Your formula has no recursive logic. There is no iteration, it's just a simple math equation.
public static int countMedals(int n){ return 3*n - 1;}
You recursive method has no endpoint in the recursive calls.
You call:
countMedals((n)+(n-1)+(n))
If n is 2, this expression evaluates:
countMedals((2)+(2-1)+(2)) -> countMedals(5)
And this is:
countMedals((5)+(5-1)+(5)) -> countMedals(14)
And so on... You never stop. So you stack is full, and Java crashes.
From your code, it looks like you will never reach the case where n == 0. This is why you are entering infinite recursion.
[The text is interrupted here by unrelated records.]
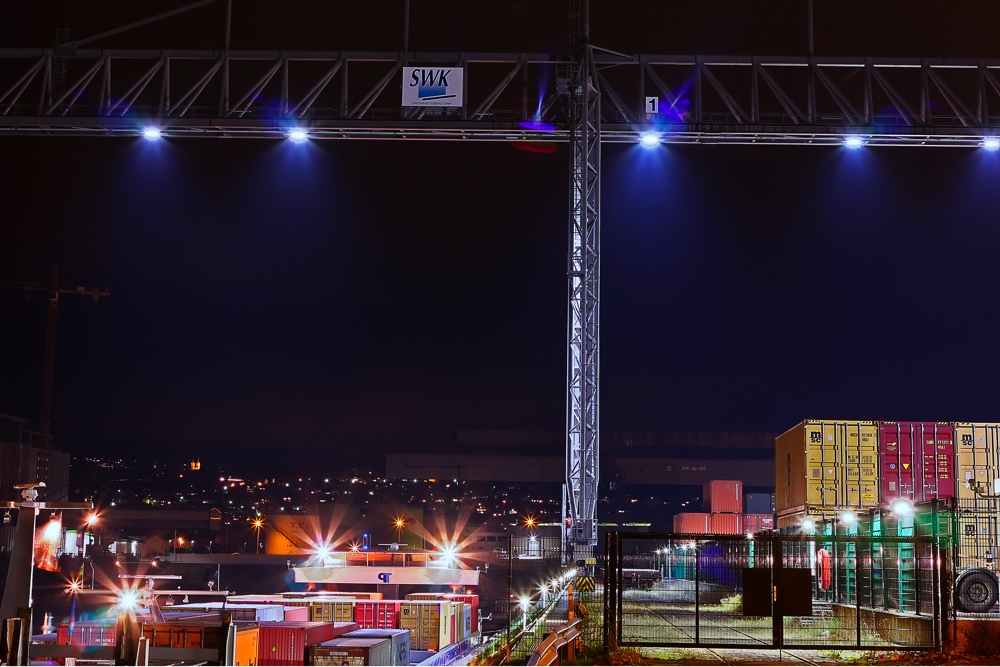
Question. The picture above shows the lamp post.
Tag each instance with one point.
(257, 525)
(91, 520)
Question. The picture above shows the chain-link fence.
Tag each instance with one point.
(821, 591)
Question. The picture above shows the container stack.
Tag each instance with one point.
(723, 500)
(759, 516)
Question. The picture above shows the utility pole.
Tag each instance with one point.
(54, 289)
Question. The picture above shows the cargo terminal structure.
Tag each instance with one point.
(931, 479)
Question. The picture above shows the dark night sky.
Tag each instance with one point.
(362, 296)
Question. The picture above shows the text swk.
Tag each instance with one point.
(430, 78)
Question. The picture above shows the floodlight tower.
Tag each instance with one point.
(584, 274)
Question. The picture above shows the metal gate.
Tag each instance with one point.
(774, 591)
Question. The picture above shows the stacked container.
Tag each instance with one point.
(352, 651)
(431, 623)
(379, 614)
(759, 503)
(86, 633)
(918, 461)
(758, 523)
(331, 610)
(472, 610)
(285, 643)
(725, 524)
(398, 639)
(723, 495)
(692, 522)
(978, 447)
(826, 466)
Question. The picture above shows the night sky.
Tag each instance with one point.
(375, 296)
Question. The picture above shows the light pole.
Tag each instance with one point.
(91, 520)
(258, 524)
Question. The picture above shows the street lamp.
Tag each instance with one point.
(258, 524)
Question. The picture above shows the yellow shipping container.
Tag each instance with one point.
(826, 466)
(336, 611)
(978, 456)
(430, 623)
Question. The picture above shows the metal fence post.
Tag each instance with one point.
(857, 596)
(697, 595)
(777, 624)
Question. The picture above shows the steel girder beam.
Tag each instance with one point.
(584, 273)
(741, 99)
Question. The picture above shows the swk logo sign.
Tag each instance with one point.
(432, 86)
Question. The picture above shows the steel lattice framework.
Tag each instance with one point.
(343, 95)
(591, 97)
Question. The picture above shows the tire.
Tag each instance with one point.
(977, 592)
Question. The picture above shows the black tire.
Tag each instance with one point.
(977, 592)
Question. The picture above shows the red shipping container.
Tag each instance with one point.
(918, 461)
(692, 522)
(87, 633)
(723, 495)
(285, 643)
(757, 523)
(381, 614)
(726, 524)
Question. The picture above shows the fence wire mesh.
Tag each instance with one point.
(822, 592)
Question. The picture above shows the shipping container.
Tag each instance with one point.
(285, 643)
(324, 609)
(692, 522)
(917, 461)
(723, 495)
(352, 651)
(827, 466)
(354, 595)
(297, 613)
(978, 448)
(184, 634)
(431, 623)
(238, 612)
(380, 614)
(247, 637)
(757, 523)
(460, 610)
(86, 633)
(760, 503)
(725, 524)
(472, 618)
(399, 639)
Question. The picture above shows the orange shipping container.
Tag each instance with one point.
(247, 636)
(692, 522)
(726, 524)
(723, 495)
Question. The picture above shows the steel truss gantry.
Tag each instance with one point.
(355, 95)
(591, 97)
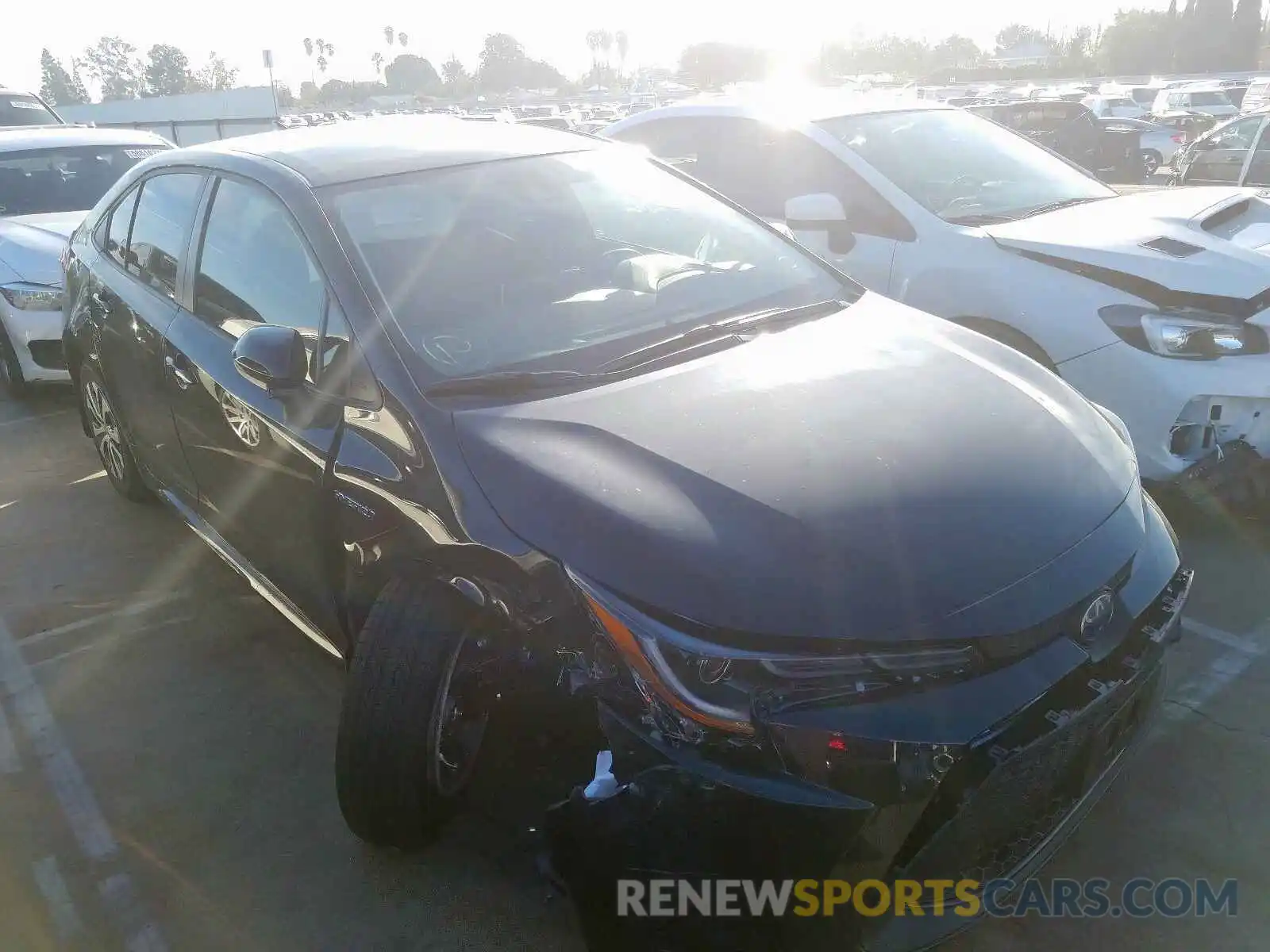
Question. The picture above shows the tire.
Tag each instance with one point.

Each time you call your function with n + (n - 1) + n, which is essentially 3n - 1. So what you have is f(n) = 3n - 1, and you're passing the result of that into the function itself. Now f(n) = 0 only when n = 1 / 3. Can you see any way where n can ever be 1 / 3?
Also, try plotting this function on a graph. What do you see happening to the y values as you keep increasing x (basically n in this case)?
I don't see how you can apply recursion like this. To compute f(n) you need to compute f(3n-1), for which you need to compute f(f(3n-1)), etc. It never terminates, so you get a stack overflow.
In fact I don't know why you are recursing at all, if f(3) and f(5) both = 3n-1. Evidently you haven't understood your problem correctly.